EPSRC Reference: EP/J013005/1
Title: Seeing how polymer chains organise with torsional tapping atomic force microscopy
Principal Investigator: Hobbs, Professor J
Other Investigators:
Researcher Co-Investigators:
Project Partners:
Department: Physics and Astronomy
Organisation: University of Sheffield
Scheme: Standard Research
Starts: 07 June 2012 Ends: 06 June 2015 Value (£): 316,267
EPSRC Research Topic Classifications:
Materials Characterisation
EPSRC Industrial Sector Classifications:
Related Grants:
Panel History:
Panel DatePanel NameOutcome
01 Dec 2011 EPSRC Physical Sciences Materials - December Announced
Summary on Grant Application Form
Our understanding of semicrystalline polymers, the class of polymers that by far and away dominates usage in modern society, is surprisingly poor. At a molecular scale we rely on cartoons and inference, unable to reach the certainty obtained in other areas of material science by direct, atomic or molecular scale imaging, and by diffraction from macroscopic crystals.

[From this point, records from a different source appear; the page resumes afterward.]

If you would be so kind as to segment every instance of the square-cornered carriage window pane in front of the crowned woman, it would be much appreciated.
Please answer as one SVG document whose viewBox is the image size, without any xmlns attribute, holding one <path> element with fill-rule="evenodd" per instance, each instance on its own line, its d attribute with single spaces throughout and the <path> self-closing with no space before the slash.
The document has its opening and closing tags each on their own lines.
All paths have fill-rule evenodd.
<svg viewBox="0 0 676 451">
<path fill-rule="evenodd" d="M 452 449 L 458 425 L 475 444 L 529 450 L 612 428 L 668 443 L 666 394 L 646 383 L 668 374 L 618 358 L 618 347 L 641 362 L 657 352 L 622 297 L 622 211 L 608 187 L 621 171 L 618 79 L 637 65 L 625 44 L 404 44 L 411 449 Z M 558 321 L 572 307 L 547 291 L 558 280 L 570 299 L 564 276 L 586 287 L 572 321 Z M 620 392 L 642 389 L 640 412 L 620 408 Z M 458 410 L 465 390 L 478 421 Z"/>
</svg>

Yet in polymers the structure at this level is arguably more important as it determines the properties from mechanical behaviour to the oxygen barrier performance through the adhesive behaviour to the aesthetic appeal. Recently we developed a new form of atomic force microscopy, torsional tapping AFM (TTAFM) capable of robustly and routinely obtaining images with true molecular resolution on the most frequently used polymers (polyolefins, that include polyethylene and polypropylene) in essentially any sample. This step change in performance is based on the improved dynamics and signal-to-noise performance that comes from the cantilever geometry and drive mechanism. Perfecting the cantilever design is predicted to lead to even greater performance, and to allow the technique to be used in a wide range of instruments. At the same time as developing the technology we will use it to answer a string of questions that underpin our understanding of polymer crystals, questions that will lead to both greatly enhanced fundamental understanding and real application from the development of new materials and applications to problem solving during processing. We aim to directly reveal how crystallization temperature, variations in chain chemistry, chain branching, re-enforcing fibres and particles, control the organisation of polymer chains within the crystal and at the interface between the crystal and the non-crystalline material. While doing this we will perfect the sample preparation methods for molecular scale imaging, and enhance the cantilever design to improve performance, allowing the technique to be widely adopted both in polymer science and across molecular nanoscience.